Centre for Assessment
Information about assessment
What do test scores mean?
Many people will remember test scores from their school days such as ‘7 out of 10’ for a primary school spelling test, or ‘63%’ for one of their secondary school exams. Such scores are readily understandable and are useful in indicating what proportion of the total marks a person has gained, but these scores do not account for factors such as how hard the test is, where a person stands in relation to other people, and the margin of error in the test score. As another example, in a school test such as mathematics or English, we would not know how well the pupil is performing against National Curriculum measures.
Many professionally produced tests, including most of those constructed by NFER, give outcomes that are different from simple proportions or percentages. The following types of score or measure account for many of the outcomes of educational or psychometric tests:
Standardised scores and percentile ranks are directly related. Both enable test-takers to be compared with a large, nationally representative sample that has taken the test prior to publication. The standardised score is on a scale that can be readily compared and combined with standardised scores from other tests; the percentile rank gives a rank ordering of that score based on the population as a whole.
Standardised scores are more useful measures than raw scores (the number of questions answered correctly) and there are three reasons why such scores are normally used.
1) In order to place test takers' scores on a readily understandable scale
One way to make a test score such as 43 out of 60 more readily understandable would be to convert it to a percentage (72 per cent to the nearest whole number). However, the percentage on its own is not related to (a) the average score of all the test-takers, or (b) how spread out their scores are. On the other hand, standardised scores are related to both these statistics. Usually, tests are standardised so that the average, nationally standardised score automatically comes out as 100, irrespective of the difficulty of the test, and so it is easy to see whether a test-taker is above or below the national average.

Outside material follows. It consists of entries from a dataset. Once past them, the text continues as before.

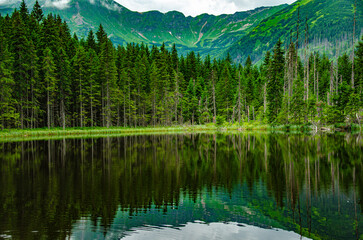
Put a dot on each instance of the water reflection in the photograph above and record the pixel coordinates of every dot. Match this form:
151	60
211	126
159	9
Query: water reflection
105	187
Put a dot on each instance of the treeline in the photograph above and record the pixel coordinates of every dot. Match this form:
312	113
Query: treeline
49	78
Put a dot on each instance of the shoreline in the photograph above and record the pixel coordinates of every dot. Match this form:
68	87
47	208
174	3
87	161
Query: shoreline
89	131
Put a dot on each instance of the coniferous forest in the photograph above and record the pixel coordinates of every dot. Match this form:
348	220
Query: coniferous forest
49	78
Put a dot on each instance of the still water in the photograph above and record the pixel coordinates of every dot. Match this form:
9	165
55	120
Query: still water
183	186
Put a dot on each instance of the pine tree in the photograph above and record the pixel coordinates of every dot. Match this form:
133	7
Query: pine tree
298	103
50	83
8	115
108	75
275	85
80	69
20	45
63	74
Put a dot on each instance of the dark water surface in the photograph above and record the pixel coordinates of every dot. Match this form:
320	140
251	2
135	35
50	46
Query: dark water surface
183	186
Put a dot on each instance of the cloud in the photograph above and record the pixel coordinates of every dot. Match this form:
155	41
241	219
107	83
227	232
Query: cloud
8	2
196	7
60	4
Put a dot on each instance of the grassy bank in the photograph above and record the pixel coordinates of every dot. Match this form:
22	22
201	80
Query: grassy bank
54	132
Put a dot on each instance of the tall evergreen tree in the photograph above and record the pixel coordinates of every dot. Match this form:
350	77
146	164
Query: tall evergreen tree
275	85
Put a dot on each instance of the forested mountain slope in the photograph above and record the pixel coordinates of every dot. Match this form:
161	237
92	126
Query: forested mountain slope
330	27
205	34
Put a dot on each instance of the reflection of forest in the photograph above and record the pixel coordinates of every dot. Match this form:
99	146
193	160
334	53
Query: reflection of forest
48	185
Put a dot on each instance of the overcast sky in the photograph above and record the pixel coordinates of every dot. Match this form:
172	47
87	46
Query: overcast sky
196	7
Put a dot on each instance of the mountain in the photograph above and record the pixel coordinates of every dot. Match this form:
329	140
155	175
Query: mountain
330	29
205	34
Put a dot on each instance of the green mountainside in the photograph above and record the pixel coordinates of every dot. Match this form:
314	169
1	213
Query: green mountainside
330	25
205	34
241	34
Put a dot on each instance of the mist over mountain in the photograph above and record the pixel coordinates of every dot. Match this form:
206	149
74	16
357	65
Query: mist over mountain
241	34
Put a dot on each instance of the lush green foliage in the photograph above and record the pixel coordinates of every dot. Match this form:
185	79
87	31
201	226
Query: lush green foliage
51	79
329	22
205	34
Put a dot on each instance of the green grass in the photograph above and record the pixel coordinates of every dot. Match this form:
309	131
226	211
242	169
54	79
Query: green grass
8	135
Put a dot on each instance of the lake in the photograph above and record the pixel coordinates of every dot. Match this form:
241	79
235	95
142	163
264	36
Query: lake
183	186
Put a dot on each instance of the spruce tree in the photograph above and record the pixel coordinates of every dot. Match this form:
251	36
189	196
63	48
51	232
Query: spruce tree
275	85
50	83
8	115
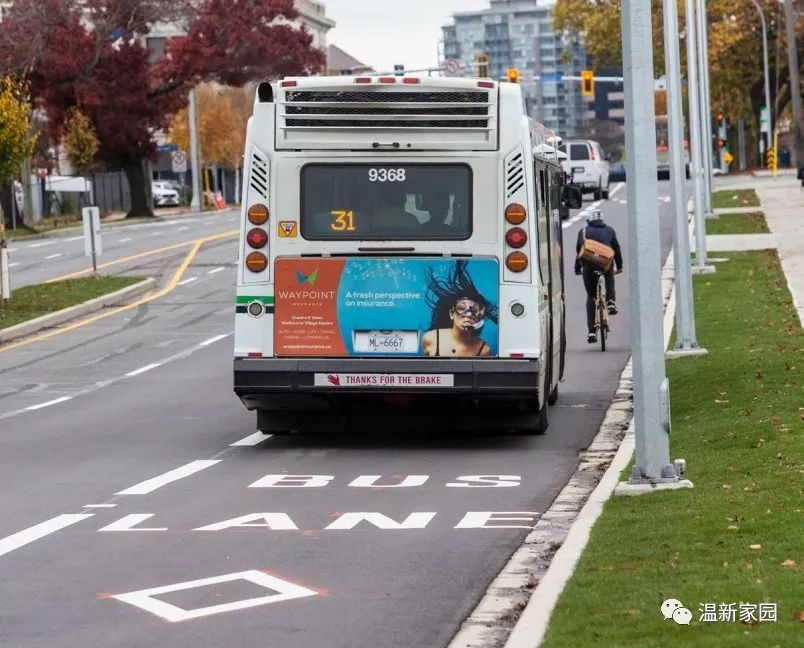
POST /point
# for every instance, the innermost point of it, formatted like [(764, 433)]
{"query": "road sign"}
[(92, 239), (179, 161)]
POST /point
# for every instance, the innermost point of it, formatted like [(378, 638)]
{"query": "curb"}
[(516, 608), (52, 320)]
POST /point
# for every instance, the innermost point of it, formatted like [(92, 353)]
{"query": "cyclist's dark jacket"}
[(602, 233)]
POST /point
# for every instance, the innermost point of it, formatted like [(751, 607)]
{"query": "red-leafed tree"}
[(92, 55)]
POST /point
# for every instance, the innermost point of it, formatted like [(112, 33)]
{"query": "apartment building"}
[(519, 34)]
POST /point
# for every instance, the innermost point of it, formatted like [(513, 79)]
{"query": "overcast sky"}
[(381, 33)]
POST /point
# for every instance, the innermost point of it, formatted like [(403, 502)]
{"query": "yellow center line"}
[(121, 309), (141, 255)]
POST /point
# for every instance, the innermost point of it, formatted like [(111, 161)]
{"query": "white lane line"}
[(252, 439), (150, 485), (137, 372), (213, 340), (49, 403), (26, 536)]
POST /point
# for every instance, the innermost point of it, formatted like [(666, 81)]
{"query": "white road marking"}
[(282, 591), (252, 439), (150, 485), (26, 536), (213, 340), (137, 372), (49, 403)]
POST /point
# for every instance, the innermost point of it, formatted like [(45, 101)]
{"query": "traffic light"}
[(588, 83), (482, 62)]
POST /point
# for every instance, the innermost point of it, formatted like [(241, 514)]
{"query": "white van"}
[(588, 167)]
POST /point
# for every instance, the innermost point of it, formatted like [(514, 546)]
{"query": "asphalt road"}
[(140, 509), (36, 260)]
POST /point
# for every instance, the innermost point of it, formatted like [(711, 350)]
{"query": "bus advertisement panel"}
[(390, 306)]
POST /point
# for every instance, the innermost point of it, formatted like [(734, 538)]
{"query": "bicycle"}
[(601, 310)]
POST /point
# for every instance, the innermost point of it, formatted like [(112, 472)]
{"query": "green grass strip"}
[(34, 301), (752, 223), (734, 198), (737, 536)]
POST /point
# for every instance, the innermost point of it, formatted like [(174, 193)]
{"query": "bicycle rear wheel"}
[(602, 328)]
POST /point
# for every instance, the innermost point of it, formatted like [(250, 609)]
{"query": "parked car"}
[(587, 166), (617, 172), (164, 194)]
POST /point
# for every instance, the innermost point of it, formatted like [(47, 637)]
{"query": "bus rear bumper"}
[(268, 382)]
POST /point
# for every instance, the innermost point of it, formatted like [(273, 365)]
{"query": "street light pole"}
[(705, 104), (686, 342), (651, 391), (767, 77), (696, 146), (195, 202)]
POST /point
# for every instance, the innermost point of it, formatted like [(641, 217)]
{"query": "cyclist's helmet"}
[(594, 216)]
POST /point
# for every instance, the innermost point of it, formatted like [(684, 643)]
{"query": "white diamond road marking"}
[(145, 599), (150, 485), (252, 439)]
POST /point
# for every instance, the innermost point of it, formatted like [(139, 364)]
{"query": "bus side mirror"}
[(571, 196)]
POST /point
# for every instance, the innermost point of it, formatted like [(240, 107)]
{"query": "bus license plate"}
[(386, 341)]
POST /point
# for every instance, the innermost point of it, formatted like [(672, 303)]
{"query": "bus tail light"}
[(258, 214), (516, 261), (516, 237), (515, 214), (258, 237), (256, 262)]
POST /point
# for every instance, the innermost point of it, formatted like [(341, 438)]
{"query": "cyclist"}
[(597, 230)]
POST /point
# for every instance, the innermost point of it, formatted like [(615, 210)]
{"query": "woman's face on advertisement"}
[(467, 313)]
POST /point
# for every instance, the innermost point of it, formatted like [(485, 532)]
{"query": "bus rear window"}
[(579, 152), (386, 201)]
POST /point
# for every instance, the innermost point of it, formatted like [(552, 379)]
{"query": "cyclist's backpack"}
[(596, 254)]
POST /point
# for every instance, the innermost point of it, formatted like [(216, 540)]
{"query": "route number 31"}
[(344, 221), (387, 175)]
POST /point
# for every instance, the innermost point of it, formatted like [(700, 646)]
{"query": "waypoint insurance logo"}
[(674, 609), (310, 278)]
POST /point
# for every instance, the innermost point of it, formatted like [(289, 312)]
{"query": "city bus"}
[(400, 249)]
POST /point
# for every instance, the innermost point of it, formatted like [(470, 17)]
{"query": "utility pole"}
[(767, 81), (695, 142), (706, 105), (195, 178), (795, 83), (651, 389), (686, 342)]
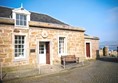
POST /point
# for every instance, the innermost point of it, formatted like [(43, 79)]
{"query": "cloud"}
[(113, 15)]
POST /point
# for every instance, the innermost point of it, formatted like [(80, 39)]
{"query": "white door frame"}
[(51, 50), (90, 49), (42, 57)]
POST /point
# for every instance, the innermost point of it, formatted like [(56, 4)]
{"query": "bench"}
[(69, 58)]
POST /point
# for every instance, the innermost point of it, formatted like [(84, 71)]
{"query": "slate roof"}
[(7, 13)]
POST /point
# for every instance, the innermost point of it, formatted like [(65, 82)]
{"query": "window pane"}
[(19, 46), (25, 23), (17, 16), (21, 19), (17, 22)]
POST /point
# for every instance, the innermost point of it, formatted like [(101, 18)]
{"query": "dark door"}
[(47, 53), (88, 49)]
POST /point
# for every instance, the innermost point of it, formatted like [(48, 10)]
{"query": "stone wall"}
[(7, 33), (75, 43)]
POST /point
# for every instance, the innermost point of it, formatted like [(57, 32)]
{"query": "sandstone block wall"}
[(75, 44)]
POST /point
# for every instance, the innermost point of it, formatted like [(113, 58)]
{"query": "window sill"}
[(20, 59), (22, 27)]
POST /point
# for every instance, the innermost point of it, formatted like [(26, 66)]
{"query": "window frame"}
[(24, 56), (19, 20)]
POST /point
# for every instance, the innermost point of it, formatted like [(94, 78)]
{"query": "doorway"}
[(88, 50), (44, 52)]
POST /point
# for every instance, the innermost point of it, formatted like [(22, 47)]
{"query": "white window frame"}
[(65, 46), (21, 57), (19, 20), (21, 11)]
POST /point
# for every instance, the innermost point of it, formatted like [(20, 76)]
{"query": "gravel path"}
[(96, 72)]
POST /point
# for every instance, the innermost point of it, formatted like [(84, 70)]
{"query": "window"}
[(21, 20), (41, 48), (62, 45), (19, 46)]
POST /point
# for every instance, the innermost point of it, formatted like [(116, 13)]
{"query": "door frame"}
[(37, 51), (90, 50)]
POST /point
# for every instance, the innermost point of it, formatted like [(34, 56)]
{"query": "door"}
[(42, 53), (47, 53), (88, 49)]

The measure of the spread of scores is called the 'standard deviation' and this is usually set to 15 for educational attainment and ability tests, and for many occupational tests. This means that, irrespective of the difficulty of the test, about 68 per cent of the test-takers in the national sample will have a standardised score within 15 points of the average (between 85 and 115), and about 96 per cent will have a standardised score within two standard deviations (30 points) of the average (between 70 and 130). These examples come from a frequency distribution known as 'the normal distribution', which is shown in the figure below.
2) In educational tests, so that an allowance can be made for the different ages of the pupils
In a typical class in England and Wales, it is usual that most pupils are born between 1st September in one year and 31st August of the following year, which means that the oldest pupils are very nearly 12 months older than the youngest. Almost invariably in ability tests taken in the primary and early secondary years, older pupils achieve slightly higher raw scores than younger pupils. However, standardised scores are derived in such a way that the ages of the pupils are taken into account by comparing a pupil only with others of the same age (in years and months). An older pupil may in fact gain a higher raw score than a younger pupil, but have a lower standardised score. This is because the older pupil is being compared with other older pupils in the reference group and has a lower performance relative to his or her own age group.
3) So that scores from more than one test can be meaningfully compared or added together
Standardised scores from most educational tests cover the same range from 70 to 140. Hence a pupil's standing in, say, mathematics and English can be compared directly using standardised scores. Similarly, should a teacher wish to add together scores from more than one test, for example in order to obtain a simple overall measure of attainment, they can be meaningfully combined if standardised scores are used, whereas it is not meaningful to add together raw scores from tests of different length or difficulty.
In occupational tests, the use of standardised scores enables the organisation to compare directly or add together sub-test scores or scores from different tests in a battery.
Recording a test-taker's percentile rank enables his or her performance to be compared very clearly with those in the national standardisation sample. The percentile rank of a test-taker is defined as the percentage of test-takers in the sample who gained a score at the same level or below that of the test-taker's score. Performance at the 25th percentile, for example, indicates a standardised score that is as good as, or better than, the standardised scores of 25 per cent of the sample. This information may be useful when, for example, reporting school test scores to parents.
There is, in fact, a fixed relationship between standardised scores and percentile ranks when the same average score and standard deviation are used. The table below shows the relationship for tests that employ an average standardised score of 100 and a standard deviation of 15.
The table below shows conversion of standardised scores to percentile ranks (example only).
* SS = Standardised Score; PR = Percentile rank
There are though, some disadvantages to using percentiles. First, since they denote positions, they cannot be meaningfully combined to find averages for groups of test-takers, such as a school or a class. Second, as can be seen in the table, percentiles are very compressed in the centre of the score range and a small increase in standardised score can lead to a big jump in the percentile rank of a test-taker, simply because of the bunching of scores in the middle of the score range. Comparisons between test-takers in terms of percentiles should therefore be made very cautiously. Care should also be taken when considering the change in percentile rank of one test-taker on different occasions or on different tests.